25 May 2009 1,169 views 2 Comments

Are you sick and tired of everyone telling you a different way to build muscles? Are you unhappy with how you look in the mirror? Are you frustrated with your slow progress in the gym? Are you ready to learn four simple steps that will teach you how to build muscle mass safely and effectively?

There is a good chance that you are not maximizing one of these four steps. Your problem and solution lies in correcting these essential steps before you have any chance of having a muscular and lean physique.

Get read to learn how to build muscle in four simple steps, in less time, without any drugs and without bogus supplements.

Step #1

Commit to lifting weights at least three to four times per week. Your goal is to stimulate your muscles with resistance (stress) which results in your muscles growing bigger to avoid the stress from occurring again. Once you go home, let the muscle heal through nutrition and rest, it will grow bigger and you will repeat this process again.

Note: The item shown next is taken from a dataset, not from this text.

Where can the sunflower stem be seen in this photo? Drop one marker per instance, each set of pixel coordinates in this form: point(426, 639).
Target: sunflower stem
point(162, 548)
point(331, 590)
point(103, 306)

Ideally you should hit your muscles once every 72 hours so you could perform 2 upper body workouts per week and 2 lower body workouts per week.

Step #2

Do you want to know the fastest way to build muscle? Focus on eating at least 5-7x a day with balanced meals from carbohydrates, proteins and fats. If your goal is to build muscle then you should be eating at least 15-18 x your current body weight in calories. Your carbohydrates should equate about 45% of your intake, your proteins should equate about 35% of your intake and your fat should be the remaining 20% of your intake. You should focus on over half of those meals being solid whole food meals and the remainder can be liquid meal replacement shakes.

Step #3

You should focus on stretching at least half the amount that you lift weights. One of the biggest mistakes I see is people training, training and training with out any stretching. Stretching helps restore normal length to the tissue and if you are constantly training, your muscle tissues will shorten and begin to perform weaker and slower and have a higher incidence of injuries. So if you are lifting weights 4 hours in the week, at least an additional 2 hours should be dedicated to stretching. You must counteract the shortening of the muscle tissues that occurs with weights or else you are an injury screaming to happen.

Step #4

Avoid muscle building supplements that have not been around for longer than 3 years. I learned this philosophy from an Australian strength coach who recommended not trying any supplement until it has been around at least 3 years to pass the test of time. This will make your life much easier and help you avoid all the marketing hoopla in the latest fitness and bodybuilding magazine. If you follow this rule, you will discover only a small handful of supplements still standing. Here are the ones you should not go without: a high quality multi-vitamin, fish oil capsules, powdered creatine and a protein powder. These products will cover your nutritional basis for health, healthy body composition, strength and muscle mass.

vince11

About the Author:

Vince DelMonte is the author of No Nonsense Muscle Building: Skinny Guy Secrets To Insane Muscle Gain found at http://www.FreeMuscleBuildingSecrets.com/vince

He specializes in teaching skinny guys how to build muscle and gain weight quickly without drugs, supplements and training less than before.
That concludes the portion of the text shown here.